By UN
In her role as a senior advisor at the UN Capital Development Fund (UNCDF), which makes public and private finance work for the world’s poorest people, Nandini Harihareswara focuses on ensuring that more women are able to take advantage of digital finance, as a means of lifting them out of poverty.
Ms. Harihareswara spoke to UN News ahead of an online panel discussion, involving UNCDF, The World Bank and other partners, promoting financial equality for women, and International Women’s Day, both held on 8 March.
“I would describe myself as a digital finance and inclusive digital economies professional who really cares about making sure the benefits of digital reach women. I come from a lower-middle class income immigrant family and I am first generation Indian-American. I grew up on a budget. But my dreams always bridged the two countries that defined my identity, the United States and India.
A lack of agency
This quote from the Women and Money report, published by the Gates Foundation, says it best: “Money is the domain of men. Society doesn’t view it as [a woman’s] role to earn money, or her right to make financial decisions”. This is true for many of the countries we work in.
The statistics show that, in so many ways, women and girls bear the brunt of the digital divide: they are 12% less likely to own a phone than men, 35% less likely to have internet access and 32% less likely to have access to energy. And, in least developed countries, women traditionally do not have access to the digital assets, collateral, networks, or financial services that can help them access the capital they need to start a business.
Not only are women less likely to own or have access to digital tools and money, they are less likely to have permission to use and control them: this is called “agency” in the gender space. “Gatekeepers” who can be fathers, brothers, mothers-in law or other community members, do not believe women should have access to a phone or a bank account.
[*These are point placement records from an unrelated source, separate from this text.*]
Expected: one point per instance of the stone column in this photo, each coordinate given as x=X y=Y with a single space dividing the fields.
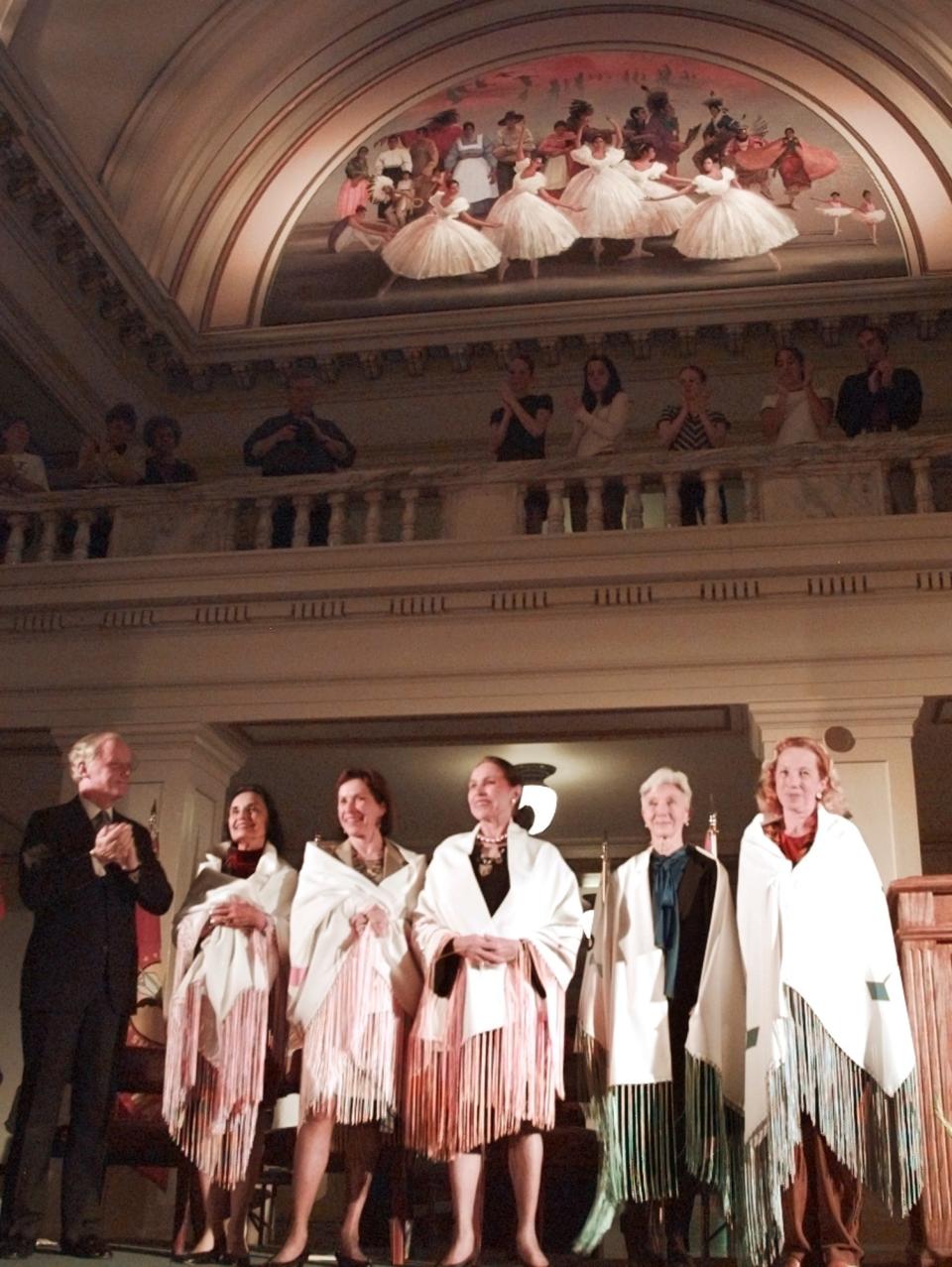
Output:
x=871 y=744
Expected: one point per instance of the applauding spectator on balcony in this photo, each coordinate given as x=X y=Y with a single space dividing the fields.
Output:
x=883 y=397
x=600 y=420
x=21 y=471
x=692 y=425
x=297 y=443
x=518 y=431
x=117 y=457
x=797 y=412
x=163 y=438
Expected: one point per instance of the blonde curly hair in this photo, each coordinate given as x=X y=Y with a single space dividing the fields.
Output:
x=833 y=797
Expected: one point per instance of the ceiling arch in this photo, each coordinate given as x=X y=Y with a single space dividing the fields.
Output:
x=255 y=105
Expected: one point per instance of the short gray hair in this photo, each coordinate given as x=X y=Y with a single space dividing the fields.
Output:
x=86 y=748
x=664 y=774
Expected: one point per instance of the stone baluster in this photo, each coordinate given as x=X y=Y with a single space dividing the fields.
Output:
x=49 y=522
x=672 y=499
x=594 y=515
x=408 y=515
x=635 y=517
x=924 y=501
x=752 y=507
x=335 y=526
x=554 y=517
x=301 y=521
x=14 y=543
x=262 y=522
x=374 y=499
x=710 y=478
x=80 y=544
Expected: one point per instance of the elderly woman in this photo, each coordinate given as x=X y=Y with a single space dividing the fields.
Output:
x=659 y=1024
x=163 y=438
x=831 y=1088
x=225 y=1016
x=498 y=929
x=353 y=988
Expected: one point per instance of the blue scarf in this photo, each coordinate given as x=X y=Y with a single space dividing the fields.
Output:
x=664 y=879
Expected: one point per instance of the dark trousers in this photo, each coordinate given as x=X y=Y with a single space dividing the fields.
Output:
x=283 y=525
x=646 y=1225
x=820 y=1205
x=691 y=493
x=76 y=1047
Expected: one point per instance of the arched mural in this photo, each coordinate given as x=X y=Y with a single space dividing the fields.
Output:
x=782 y=152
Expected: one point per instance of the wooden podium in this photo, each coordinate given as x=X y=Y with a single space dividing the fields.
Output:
x=922 y=918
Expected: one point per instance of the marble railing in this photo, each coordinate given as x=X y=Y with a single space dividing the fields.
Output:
x=880 y=474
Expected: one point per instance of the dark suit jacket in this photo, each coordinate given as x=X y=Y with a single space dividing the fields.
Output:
x=83 y=925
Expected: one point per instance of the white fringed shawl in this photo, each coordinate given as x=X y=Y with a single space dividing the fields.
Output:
x=827 y=1024
x=218 y=1015
x=349 y=997
x=623 y=1034
x=490 y=1056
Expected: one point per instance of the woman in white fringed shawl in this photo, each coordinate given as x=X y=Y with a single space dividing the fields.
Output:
x=498 y=929
x=355 y=984
x=831 y=1089
x=659 y=1028
x=227 y=1016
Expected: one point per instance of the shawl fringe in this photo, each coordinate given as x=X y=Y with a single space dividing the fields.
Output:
x=462 y=1094
x=636 y=1125
x=875 y=1135
x=352 y=1061
x=211 y=1109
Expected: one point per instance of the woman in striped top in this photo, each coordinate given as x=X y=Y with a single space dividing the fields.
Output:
x=692 y=425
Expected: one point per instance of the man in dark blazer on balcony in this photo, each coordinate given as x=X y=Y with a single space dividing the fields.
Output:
x=83 y=868
x=298 y=443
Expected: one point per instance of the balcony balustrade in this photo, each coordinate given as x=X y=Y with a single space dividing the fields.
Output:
x=871 y=475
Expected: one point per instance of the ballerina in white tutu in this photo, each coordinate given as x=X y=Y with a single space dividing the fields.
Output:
x=446 y=242
x=834 y=209
x=732 y=223
x=870 y=214
x=666 y=209
x=610 y=204
x=528 y=224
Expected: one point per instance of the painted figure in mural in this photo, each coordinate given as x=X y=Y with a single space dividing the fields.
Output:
x=474 y=165
x=556 y=150
x=738 y=151
x=512 y=127
x=579 y=120
x=834 y=209
x=663 y=129
x=732 y=223
x=530 y=224
x=870 y=214
x=796 y=163
x=358 y=232
x=444 y=242
x=612 y=205
x=666 y=209
x=717 y=132
x=355 y=190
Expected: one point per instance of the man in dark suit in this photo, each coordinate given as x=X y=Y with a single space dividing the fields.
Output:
x=82 y=870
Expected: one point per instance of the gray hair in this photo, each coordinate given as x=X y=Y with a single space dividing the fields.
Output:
x=664 y=774
x=86 y=748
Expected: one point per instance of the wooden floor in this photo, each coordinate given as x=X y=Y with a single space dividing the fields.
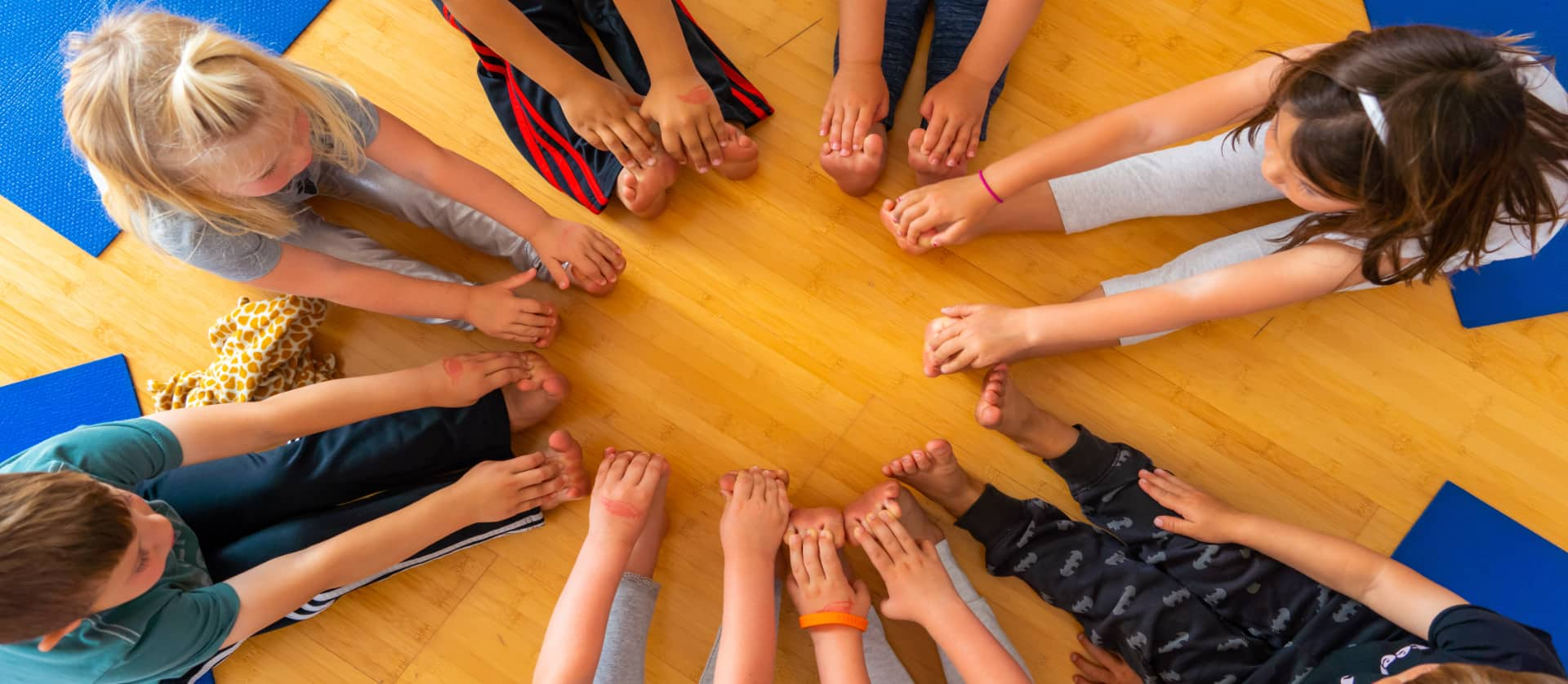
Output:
x=773 y=322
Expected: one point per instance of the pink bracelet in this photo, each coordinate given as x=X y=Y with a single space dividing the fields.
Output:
x=988 y=189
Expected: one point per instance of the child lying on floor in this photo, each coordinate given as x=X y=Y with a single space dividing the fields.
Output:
x=1189 y=589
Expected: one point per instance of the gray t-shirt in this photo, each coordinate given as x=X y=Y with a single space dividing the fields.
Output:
x=248 y=256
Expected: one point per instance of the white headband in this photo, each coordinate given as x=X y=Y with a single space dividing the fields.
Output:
x=1375 y=113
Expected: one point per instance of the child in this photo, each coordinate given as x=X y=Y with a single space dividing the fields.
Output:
x=148 y=549
x=206 y=148
x=586 y=134
x=1189 y=589
x=971 y=44
x=599 y=626
x=1414 y=149
x=924 y=584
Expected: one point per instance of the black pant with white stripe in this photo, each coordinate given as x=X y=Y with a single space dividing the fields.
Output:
x=256 y=507
x=1176 y=609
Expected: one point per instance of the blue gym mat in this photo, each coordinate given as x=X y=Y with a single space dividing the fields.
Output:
x=1491 y=561
x=38 y=408
x=38 y=171
x=1518 y=287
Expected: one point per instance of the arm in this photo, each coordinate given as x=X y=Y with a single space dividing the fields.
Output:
x=412 y=156
x=221 y=430
x=623 y=493
x=1397 y=593
x=494 y=309
x=490 y=491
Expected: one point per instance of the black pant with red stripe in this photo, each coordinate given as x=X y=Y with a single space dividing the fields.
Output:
x=533 y=117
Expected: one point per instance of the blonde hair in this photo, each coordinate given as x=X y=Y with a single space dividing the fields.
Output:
x=1459 y=673
x=157 y=102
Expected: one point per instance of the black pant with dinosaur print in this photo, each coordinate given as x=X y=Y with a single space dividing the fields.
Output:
x=1176 y=609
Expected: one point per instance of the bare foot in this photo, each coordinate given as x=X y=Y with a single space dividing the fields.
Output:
x=898 y=236
x=645 y=190
x=927 y=171
x=726 y=482
x=857 y=171
x=741 y=154
x=898 y=501
x=825 y=522
x=1007 y=410
x=935 y=473
x=565 y=451
x=535 y=396
x=645 y=554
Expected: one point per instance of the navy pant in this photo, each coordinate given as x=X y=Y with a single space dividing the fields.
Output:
x=533 y=118
x=957 y=22
x=1169 y=604
x=256 y=507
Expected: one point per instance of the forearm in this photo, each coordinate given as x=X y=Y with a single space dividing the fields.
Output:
x=659 y=37
x=1000 y=32
x=278 y=587
x=576 y=634
x=504 y=29
x=750 y=626
x=862 y=32
x=841 y=658
x=973 y=650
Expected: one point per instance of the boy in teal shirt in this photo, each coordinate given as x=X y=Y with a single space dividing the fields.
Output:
x=148 y=549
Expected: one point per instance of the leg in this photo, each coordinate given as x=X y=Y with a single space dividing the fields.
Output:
x=318 y=234
x=1244 y=587
x=533 y=118
x=621 y=660
x=858 y=168
x=380 y=189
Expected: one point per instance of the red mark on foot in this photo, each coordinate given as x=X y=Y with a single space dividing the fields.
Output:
x=697 y=95
x=620 y=509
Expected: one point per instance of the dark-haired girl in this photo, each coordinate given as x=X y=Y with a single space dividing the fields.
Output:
x=1416 y=151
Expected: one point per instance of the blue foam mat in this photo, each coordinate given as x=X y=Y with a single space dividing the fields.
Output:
x=38 y=171
x=1517 y=287
x=1491 y=561
x=38 y=408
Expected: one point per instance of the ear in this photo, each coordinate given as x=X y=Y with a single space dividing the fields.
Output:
x=52 y=639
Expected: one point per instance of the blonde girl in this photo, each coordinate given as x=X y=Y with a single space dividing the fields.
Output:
x=206 y=148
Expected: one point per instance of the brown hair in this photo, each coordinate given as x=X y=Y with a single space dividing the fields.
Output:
x=1457 y=673
x=61 y=534
x=1468 y=144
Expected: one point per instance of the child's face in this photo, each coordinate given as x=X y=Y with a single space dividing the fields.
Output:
x=274 y=165
x=1283 y=175
x=145 y=559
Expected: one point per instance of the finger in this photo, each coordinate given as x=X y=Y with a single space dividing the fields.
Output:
x=811 y=556
x=797 y=563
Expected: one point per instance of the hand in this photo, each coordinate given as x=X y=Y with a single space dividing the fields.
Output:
x=688 y=120
x=497 y=490
x=606 y=117
x=499 y=313
x=623 y=493
x=954 y=110
x=918 y=584
x=857 y=100
x=941 y=214
x=976 y=336
x=817 y=581
x=461 y=380
x=755 y=515
x=590 y=253
x=1201 y=517
x=1098 y=665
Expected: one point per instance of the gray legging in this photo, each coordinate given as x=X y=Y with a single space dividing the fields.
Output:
x=882 y=664
x=378 y=187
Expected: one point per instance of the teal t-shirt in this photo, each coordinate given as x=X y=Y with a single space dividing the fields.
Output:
x=179 y=624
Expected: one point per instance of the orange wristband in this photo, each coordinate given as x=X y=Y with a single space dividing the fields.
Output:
x=817 y=620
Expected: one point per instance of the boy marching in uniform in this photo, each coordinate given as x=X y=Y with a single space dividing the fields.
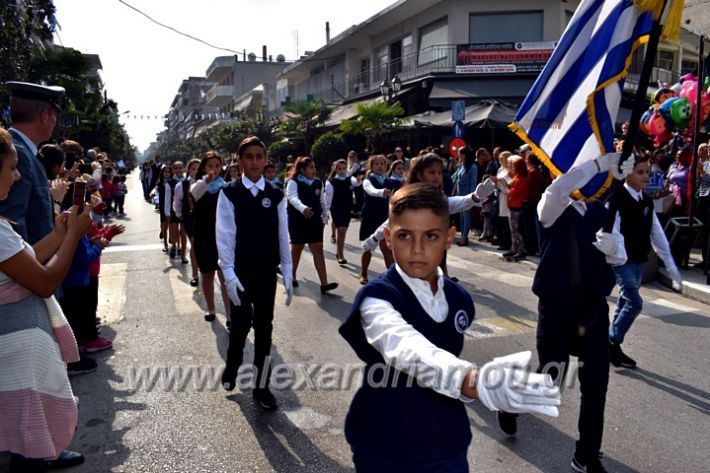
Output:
x=252 y=240
x=408 y=326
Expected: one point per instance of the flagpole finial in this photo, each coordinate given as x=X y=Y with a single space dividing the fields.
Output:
x=674 y=15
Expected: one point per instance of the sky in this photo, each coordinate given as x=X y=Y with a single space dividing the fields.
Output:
x=144 y=64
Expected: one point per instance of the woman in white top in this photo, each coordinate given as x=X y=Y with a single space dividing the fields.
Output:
x=39 y=414
x=501 y=179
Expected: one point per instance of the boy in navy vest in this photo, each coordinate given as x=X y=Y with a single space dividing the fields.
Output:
x=639 y=225
x=252 y=240
x=408 y=326
x=572 y=283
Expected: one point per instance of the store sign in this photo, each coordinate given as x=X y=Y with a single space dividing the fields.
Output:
x=503 y=58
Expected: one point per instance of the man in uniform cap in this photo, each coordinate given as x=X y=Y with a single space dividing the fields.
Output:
x=34 y=110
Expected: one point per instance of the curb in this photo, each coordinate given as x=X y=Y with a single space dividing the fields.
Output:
x=691 y=290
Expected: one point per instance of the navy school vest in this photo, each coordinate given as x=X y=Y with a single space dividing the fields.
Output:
x=392 y=417
x=257 y=220
x=342 y=195
x=567 y=274
x=636 y=223
x=376 y=208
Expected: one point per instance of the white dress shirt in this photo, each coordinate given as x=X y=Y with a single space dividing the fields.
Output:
x=405 y=348
x=226 y=230
x=293 y=199
x=457 y=204
x=659 y=242
x=557 y=197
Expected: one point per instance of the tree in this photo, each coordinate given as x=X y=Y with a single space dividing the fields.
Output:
x=305 y=120
x=23 y=27
x=374 y=120
x=327 y=148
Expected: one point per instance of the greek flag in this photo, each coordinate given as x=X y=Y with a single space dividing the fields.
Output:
x=569 y=114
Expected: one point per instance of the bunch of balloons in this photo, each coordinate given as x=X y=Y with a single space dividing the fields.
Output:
x=673 y=110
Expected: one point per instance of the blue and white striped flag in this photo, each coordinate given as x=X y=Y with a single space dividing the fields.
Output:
x=569 y=114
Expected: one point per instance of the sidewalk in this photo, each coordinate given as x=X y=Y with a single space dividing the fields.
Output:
x=694 y=281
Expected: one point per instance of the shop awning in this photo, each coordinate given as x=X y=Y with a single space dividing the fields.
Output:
x=510 y=89
x=484 y=114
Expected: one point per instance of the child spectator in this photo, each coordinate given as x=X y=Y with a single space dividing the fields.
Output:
x=120 y=191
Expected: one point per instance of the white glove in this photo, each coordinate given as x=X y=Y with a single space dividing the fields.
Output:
x=677 y=282
x=370 y=244
x=288 y=285
x=606 y=243
x=610 y=162
x=485 y=189
x=233 y=285
x=505 y=384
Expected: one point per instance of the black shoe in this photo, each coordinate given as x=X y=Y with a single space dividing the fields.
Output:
x=229 y=376
x=618 y=358
x=508 y=422
x=328 y=287
x=592 y=466
x=83 y=366
x=66 y=459
x=265 y=399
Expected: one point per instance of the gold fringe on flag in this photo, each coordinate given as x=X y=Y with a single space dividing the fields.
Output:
x=671 y=28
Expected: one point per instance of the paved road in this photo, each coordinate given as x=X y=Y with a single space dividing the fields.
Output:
x=657 y=416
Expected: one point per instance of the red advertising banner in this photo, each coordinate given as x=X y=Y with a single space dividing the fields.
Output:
x=502 y=58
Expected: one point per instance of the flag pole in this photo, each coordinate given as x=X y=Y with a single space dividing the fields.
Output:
x=640 y=105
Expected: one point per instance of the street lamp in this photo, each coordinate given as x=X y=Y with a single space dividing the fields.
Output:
x=390 y=89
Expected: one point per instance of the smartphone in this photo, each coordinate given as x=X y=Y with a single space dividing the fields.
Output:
x=69 y=160
x=79 y=194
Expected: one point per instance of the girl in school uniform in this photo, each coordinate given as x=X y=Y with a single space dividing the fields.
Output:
x=183 y=205
x=396 y=174
x=377 y=189
x=205 y=193
x=339 y=197
x=307 y=216
x=166 y=174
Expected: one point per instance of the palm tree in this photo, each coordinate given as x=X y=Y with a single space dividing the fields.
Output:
x=374 y=120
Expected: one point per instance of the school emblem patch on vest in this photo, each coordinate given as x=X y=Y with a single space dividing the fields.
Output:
x=461 y=321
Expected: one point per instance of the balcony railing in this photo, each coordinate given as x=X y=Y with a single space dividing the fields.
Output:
x=440 y=58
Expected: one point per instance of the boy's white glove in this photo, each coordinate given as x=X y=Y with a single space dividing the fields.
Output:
x=676 y=279
x=485 y=189
x=288 y=285
x=610 y=162
x=233 y=286
x=370 y=244
x=606 y=243
x=505 y=384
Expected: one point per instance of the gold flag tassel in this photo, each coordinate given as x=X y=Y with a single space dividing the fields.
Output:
x=671 y=27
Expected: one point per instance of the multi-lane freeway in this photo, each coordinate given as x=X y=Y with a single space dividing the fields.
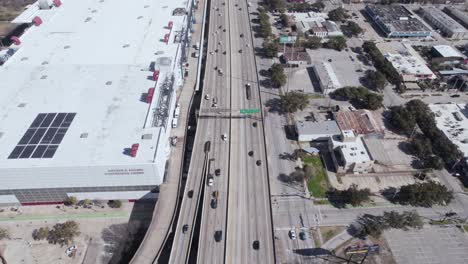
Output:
x=235 y=224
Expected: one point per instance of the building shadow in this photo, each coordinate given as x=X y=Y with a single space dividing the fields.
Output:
x=122 y=240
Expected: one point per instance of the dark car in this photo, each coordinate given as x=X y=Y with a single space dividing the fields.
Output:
x=256 y=245
x=218 y=235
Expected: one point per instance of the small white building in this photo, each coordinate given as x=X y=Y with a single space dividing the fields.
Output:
x=349 y=153
x=327 y=78
x=316 y=131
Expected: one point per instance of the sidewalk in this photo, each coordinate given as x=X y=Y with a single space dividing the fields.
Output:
x=164 y=210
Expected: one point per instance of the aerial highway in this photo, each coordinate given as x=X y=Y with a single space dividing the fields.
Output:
x=227 y=184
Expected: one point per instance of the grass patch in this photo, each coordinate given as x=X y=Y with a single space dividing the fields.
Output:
x=328 y=232
x=321 y=202
x=316 y=237
x=315 y=96
x=317 y=180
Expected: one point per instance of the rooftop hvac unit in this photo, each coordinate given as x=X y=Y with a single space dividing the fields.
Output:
x=15 y=40
x=149 y=96
x=44 y=4
x=134 y=150
x=37 y=21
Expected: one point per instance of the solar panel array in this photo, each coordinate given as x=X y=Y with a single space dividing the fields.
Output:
x=43 y=136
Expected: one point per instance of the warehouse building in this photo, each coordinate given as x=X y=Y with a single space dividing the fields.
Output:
x=86 y=103
x=316 y=131
x=458 y=15
x=349 y=153
x=444 y=23
x=395 y=21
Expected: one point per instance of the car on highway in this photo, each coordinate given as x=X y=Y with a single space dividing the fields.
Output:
x=218 y=235
x=303 y=235
x=210 y=180
x=256 y=245
x=292 y=234
x=214 y=203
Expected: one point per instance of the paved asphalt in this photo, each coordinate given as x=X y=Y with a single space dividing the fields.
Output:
x=243 y=209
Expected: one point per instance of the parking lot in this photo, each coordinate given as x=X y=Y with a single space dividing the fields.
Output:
x=347 y=67
x=429 y=245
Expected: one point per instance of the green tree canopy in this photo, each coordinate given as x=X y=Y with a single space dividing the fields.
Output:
x=278 y=78
x=294 y=101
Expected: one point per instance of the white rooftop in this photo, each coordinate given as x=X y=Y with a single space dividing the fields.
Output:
x=409 y=64
x=91 y=58
x=452 y=120
x=448 y=51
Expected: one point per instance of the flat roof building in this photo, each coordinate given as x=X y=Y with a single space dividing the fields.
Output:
x=409 y=64
x=86 y=105
x=364 y=122
x=442 y=21
x=313 y=131
x=458 y=15
x=349 y=153
x=396 y=21
x=326 y=76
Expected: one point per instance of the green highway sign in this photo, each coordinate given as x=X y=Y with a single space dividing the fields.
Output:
x=250 y=111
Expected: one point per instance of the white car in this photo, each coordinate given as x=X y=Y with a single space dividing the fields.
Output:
x=292 y=234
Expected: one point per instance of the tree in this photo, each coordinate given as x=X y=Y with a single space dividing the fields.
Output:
x=313 y=43
x=354 y=28
x=278 y=78
x=337 y=43
x=41 y=233
x=71 y=200
x=377 y=80
x=424 y=194
x=63 y=233
x=294 y=101
x=374 y=225
x=338 y=14
x=270 y=48
x=114 y=203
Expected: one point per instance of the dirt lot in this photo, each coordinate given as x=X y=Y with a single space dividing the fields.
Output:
x=103 y=231
x=9 y=9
Policy is also keeping women back: there are 115 economies where laws prevent women from running a business in the same way as men, and 167 countries that have at least one law restricting women’s economic opportunity. On top of these challenges, most of the countries UNCDF works in do not mandate the use of sex-disaggregated data (i.e. data that identify whether the information concerns a man or a woman) in the private sector, which would encourage both the public and private sector to make data-based decision-making that can increase the number of women clients.
Raising women’s voices
At UNCDF, we are finding many ways to raise awareness of these problems, and improve financial equality for women. For example, in Zambia we launched the “Sprint4Women” competition, in which digital finance providers tested their products and business models in the field, then pitched these models to the judges. UNCDF supported the finalists with technical assistance in design, digital finance and data analytics. The competition winner, a local fintech company, changed the way it marketed its products, and today their customer base is up more than 50 per cent, and the proportion of women clients has more than doubled.
Open digital payment systems can increase the access of women to financial services. In Papua New Guinea, we’re working with a bank to help illiterate women access financial services. Before, they would use a scribble as a signature line, exposing them to fraud, but now they only need a fingerprint.
UNCDF is also providing this bank with finance, to offset the risk of making loans available for women. This has had a significant impact, with a 145 per cent increase in women microentrepreneurs taking loans, and a 66 per cent increase in customers saving with the bank.
‘My money is safe’
A driving force for me since my early days as a development professional has been the impact of inclusive finance for women. Everywhere I’ve worked, from Haiti to the Philippines, Ghana, Zambia and India, I’ve seen with my own eyes the positive impact that digital finance and expanding digital and financial autonomy can deliver for women.
I’ll never forget one of the first women I spoke to when I went to work for the UNCDF in Haiti, back in 2011, about the impact of being paid through mobile money. She said, “Before, I would have to carry cash. Everyone knew when I’d be paid, so often they would take my money from me. Now, no one knows when I have been paid and they cannot access the money. Even if my phone is stolen, my money is still safe.”
But, 10 years on, the challenge of bringing more women into the digital economy is still with us and, of course, it has been exacerbated by COVID-19. Almost every study shows that the lives of hundreds of million women are getting worse, as they lose their jobs and slide back into poverty. We can’t turn a blind eye to the threat of women becoming completely marginalized, of being digitally and financially “dark” for the rest of their lives.”